You know what’s crazy? I’ll tell you what’s crazy.
Paying the champion of Beer Pong $50,000 dollars.
Are you kidding me?
I’d give the guy 2 excedrin and tell him to call me in the morning.
But not in the city of sin. That’s where vice is rewarded.
DATELINE: Vegas
Prize fighting at Caesars. Of Course.
Tennis championships at the Mirage. Why Not?
And now Beer Pong championships at Flamingos?
Gimme a break.
According to published reports; This year’s event lets players compete for $65,000 guaranteed payouts of prize money with the winner getting 50 Large.
You all know what Beer pong is right? It’s a drinking game for college kids and half-crazy adults who have a little extra room in their garage.
You throw a ping pong ball at a 16 ounce cup of beer. If it goes in the cup then the opponents drink. It’s fun and action packed and a good way to enjoy a party.

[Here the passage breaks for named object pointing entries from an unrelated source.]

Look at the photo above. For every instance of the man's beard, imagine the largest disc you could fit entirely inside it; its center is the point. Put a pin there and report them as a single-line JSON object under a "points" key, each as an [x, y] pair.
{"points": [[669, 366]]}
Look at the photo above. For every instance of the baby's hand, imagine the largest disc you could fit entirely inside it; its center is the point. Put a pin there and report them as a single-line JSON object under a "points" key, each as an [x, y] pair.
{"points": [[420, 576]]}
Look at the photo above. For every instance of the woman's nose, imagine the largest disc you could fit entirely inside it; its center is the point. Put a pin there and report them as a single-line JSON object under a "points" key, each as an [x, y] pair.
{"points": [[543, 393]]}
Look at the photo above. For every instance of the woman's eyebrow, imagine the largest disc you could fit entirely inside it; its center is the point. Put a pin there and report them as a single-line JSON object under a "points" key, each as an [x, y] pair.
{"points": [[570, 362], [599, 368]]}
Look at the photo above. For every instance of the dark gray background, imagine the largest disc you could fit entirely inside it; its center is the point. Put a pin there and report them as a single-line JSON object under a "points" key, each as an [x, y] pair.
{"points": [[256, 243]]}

But a competitive sport? In Vegas? For prize money?
Has the world gone crazy?
Beer Pong athletes throw up to get ready for competition. They stretch their esophogus with belching exercises.
Athletes? These beer gut guzzlers are drunks with a fan base.
What’s next? A beer bong olympics? How about a quarters game world series.
Bpong.com co-founder Billy Gaines told AOL News that staff try to monitor drinking so that people don’t play poorly and “get messy.” He said he hopes people see beer pong as more than a drinking game.
How can you see beer pong as anything but a drinking game? That’s what it is. The object is to make your opponent drink, and get them drunker than you. It’s not brain surgery. The object is to get girls gassed and make your buddies blow chow. Had I known there was a future in this, I would have worked harder on my gulp and burp technique.
It’s hard to believe that someone would watch beer pong and a sponsor would reward someone fifty thousand dollars to throw a ball in a cup.
Aren’t there still starving kids in India that this money could benefit?
Maybe the next Michael Vick will get to college on a beer pong scholarship. This young drinking athlete might emerge from the ghetto of South Central Los Angeles and go on to greatness thanks to a ping pong ball and a 40 ounce.
I like competive sports as much as the next guy, but this is crazy. You have to wonder if kids are going to start drinking early, trying to mimick their Beer Pong Heros.
It just leaves a bad taste in my mouth. And that is crazy.